NAME: Kaplan (Skolnick), Devora


Devora was born in 1914 to Fania and Hayim Skolnick in Bialystok, Poland. The father worked in a rope factory, while the mother was a homemaker, caring for Devora and her sister Yehudit. The family was traditional and Zionist.

Devora studied at the Tarbut Gymnasium, where she became fluent in Hebrew. At age thirteen, she joined Beitar with some of her friends. She was trained in a Polish village where tobacco was grown. When she returned home, Devora became a Beitar instructor, educating young girls to love the homeland.

She met Shmuel Kaplan in the movement, and they married in their late teens, in Bialystok. As Beitar pioneers, they received certificates and made aliya in 1933, settling in Tel Aviv. Shmuel was a driver for the municipality, while Devora was a waitress.

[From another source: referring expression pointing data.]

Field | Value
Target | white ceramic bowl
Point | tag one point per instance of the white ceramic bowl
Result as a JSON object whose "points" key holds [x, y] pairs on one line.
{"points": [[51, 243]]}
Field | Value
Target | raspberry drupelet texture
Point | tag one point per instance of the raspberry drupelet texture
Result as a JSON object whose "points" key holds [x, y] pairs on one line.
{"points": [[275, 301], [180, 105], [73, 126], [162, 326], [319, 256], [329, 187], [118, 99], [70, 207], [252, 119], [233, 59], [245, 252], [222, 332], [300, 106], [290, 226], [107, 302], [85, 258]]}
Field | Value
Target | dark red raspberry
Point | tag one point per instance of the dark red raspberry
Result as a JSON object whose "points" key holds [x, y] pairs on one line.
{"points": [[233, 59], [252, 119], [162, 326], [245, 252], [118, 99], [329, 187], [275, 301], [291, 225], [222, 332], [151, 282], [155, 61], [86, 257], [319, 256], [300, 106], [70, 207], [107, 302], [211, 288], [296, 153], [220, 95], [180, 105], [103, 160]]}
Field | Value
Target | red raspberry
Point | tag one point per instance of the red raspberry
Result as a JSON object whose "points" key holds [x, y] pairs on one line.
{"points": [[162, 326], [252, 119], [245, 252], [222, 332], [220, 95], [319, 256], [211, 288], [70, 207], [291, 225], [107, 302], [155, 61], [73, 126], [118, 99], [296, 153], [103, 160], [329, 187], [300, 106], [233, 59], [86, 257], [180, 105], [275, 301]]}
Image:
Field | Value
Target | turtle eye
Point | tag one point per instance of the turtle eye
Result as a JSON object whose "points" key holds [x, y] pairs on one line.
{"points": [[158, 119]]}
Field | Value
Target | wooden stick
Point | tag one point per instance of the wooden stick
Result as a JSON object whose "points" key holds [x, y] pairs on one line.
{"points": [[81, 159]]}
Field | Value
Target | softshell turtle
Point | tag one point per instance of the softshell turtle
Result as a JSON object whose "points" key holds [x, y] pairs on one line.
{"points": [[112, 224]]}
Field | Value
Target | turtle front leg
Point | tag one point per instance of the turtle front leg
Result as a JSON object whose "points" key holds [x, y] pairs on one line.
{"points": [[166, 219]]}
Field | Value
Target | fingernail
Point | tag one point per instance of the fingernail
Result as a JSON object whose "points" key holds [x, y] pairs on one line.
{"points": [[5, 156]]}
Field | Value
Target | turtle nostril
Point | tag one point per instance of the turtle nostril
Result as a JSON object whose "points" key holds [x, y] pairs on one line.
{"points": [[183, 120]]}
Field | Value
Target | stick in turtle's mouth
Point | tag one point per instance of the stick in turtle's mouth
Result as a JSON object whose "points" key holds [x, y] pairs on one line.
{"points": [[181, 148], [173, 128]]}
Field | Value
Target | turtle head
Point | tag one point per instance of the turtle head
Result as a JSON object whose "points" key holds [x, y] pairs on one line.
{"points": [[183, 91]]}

In 1936, her parents and sister made aliyah themselves, with certificates, and they settled in Ramat Gan. The father found work in the Yerushalmi factory. When Tova was born the same year, Devora quit her waitressing job and dedicated her time to her daughter, and then to her son Shammai, born in 1939.

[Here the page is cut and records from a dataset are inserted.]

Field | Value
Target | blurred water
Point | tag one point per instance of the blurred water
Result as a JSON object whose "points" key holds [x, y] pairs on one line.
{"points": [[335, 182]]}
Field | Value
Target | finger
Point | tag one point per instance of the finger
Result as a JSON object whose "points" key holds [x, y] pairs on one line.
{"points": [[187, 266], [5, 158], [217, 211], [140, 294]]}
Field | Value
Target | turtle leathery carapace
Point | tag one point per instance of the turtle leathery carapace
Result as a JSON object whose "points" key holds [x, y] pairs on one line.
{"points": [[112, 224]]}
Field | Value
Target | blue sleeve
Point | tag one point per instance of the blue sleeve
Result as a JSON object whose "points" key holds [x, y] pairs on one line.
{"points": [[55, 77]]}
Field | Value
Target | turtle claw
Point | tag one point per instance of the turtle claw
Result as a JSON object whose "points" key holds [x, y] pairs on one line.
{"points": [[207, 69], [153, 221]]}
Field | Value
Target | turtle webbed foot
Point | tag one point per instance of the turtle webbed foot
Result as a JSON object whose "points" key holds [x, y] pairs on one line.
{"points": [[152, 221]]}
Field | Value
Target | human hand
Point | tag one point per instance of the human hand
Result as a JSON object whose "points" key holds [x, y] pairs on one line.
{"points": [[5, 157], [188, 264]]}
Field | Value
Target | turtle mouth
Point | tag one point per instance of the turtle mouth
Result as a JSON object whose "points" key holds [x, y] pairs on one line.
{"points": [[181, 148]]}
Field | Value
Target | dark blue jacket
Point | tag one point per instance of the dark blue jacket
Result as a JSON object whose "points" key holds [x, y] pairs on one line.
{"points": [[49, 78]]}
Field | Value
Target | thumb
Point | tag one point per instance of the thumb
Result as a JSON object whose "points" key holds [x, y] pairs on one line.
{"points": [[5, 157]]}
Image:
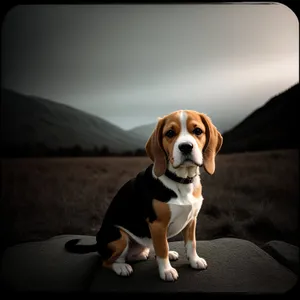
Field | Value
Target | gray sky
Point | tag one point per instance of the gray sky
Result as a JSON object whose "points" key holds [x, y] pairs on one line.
{"points": [[133, 63]]}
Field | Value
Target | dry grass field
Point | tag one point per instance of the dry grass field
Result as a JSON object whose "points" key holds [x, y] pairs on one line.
{"points": [[254, 196]]}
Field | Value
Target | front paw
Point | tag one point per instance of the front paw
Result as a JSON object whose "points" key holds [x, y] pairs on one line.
{"points": [[169, 274], [198, 263], [173, 255]]}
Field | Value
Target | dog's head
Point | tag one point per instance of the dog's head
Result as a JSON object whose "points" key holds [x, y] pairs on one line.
{"points": [[184, 138]]}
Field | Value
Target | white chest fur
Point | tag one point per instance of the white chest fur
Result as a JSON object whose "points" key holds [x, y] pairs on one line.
{"points": [[184, 207], [183, 210]]}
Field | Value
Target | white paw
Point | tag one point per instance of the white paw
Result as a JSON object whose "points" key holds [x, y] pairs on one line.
{"points": [[140, 256], [173, 255], [198, 263], [169, 274], [122, 269]]}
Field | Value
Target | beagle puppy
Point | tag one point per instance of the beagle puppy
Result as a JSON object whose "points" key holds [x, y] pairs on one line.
{"points": [[162, 200]]}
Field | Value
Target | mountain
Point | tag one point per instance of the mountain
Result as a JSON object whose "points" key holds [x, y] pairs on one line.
{"points": [[32, 120], [272, 126], [143, 131]]}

Upon arriving in the country, Shmuel was active in the IZL; after the split, he went to Lehi.

Devora knew of his activities, and she gave him support and strength. She would always assist and encourage him. Shmuel was arrested after the 1940 APC Bank robbery in Tel Aviv, and he would spend over six years in prison and detention camps, in Israel and aboard.

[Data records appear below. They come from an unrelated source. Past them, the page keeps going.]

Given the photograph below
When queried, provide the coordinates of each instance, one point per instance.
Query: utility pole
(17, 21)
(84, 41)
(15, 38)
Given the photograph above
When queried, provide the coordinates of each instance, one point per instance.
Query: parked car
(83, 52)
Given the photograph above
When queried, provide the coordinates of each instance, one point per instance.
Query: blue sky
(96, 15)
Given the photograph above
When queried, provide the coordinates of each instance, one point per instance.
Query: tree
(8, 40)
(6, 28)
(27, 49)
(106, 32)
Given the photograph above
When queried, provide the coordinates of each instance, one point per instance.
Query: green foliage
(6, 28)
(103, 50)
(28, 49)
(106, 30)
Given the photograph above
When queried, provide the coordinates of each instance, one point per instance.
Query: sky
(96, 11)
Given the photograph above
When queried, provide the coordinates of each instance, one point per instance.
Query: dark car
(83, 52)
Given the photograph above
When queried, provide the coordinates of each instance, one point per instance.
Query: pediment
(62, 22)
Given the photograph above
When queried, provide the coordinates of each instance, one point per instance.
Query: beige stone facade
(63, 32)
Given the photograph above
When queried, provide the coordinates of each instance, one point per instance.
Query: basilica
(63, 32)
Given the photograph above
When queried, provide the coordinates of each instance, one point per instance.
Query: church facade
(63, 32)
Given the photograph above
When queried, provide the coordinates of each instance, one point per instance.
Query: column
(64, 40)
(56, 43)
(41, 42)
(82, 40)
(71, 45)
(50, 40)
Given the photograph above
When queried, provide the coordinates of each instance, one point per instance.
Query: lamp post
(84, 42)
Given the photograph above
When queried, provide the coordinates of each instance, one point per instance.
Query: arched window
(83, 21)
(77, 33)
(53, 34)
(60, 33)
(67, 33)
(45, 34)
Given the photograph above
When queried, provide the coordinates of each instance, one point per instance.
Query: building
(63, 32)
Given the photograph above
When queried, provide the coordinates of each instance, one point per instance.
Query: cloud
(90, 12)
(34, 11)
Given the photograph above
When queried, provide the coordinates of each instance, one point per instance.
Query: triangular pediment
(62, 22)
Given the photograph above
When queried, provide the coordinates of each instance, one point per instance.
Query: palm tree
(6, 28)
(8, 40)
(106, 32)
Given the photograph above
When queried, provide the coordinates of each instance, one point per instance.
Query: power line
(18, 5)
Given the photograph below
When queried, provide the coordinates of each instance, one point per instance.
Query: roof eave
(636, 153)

Devora took her young children and moved in with her parents in Ramat Gan. They helped her a great deal through Shmuel’s long imprisonment and exile. When he returned, he rebuilt his life with his family, and they all moved to Shikun HaVatikim in Ramat Gan.

The greatest tragedy of her life was the death of Shammai, then a major, in the Six-Day War at Bir Gifgafa in the Sinai. He received the Medal of Courage for his gallantry. His son Ittai was only four years old, while his daughter Shammit was born a week after his death.

Shmuel died in 1975 of a heart attack, leaving Devora and Tova.

Devora was an inseparable part of her husband’s activity. She bore the brunt of the suffering and isolation while he was in detention for over six years, in Israel and abroad.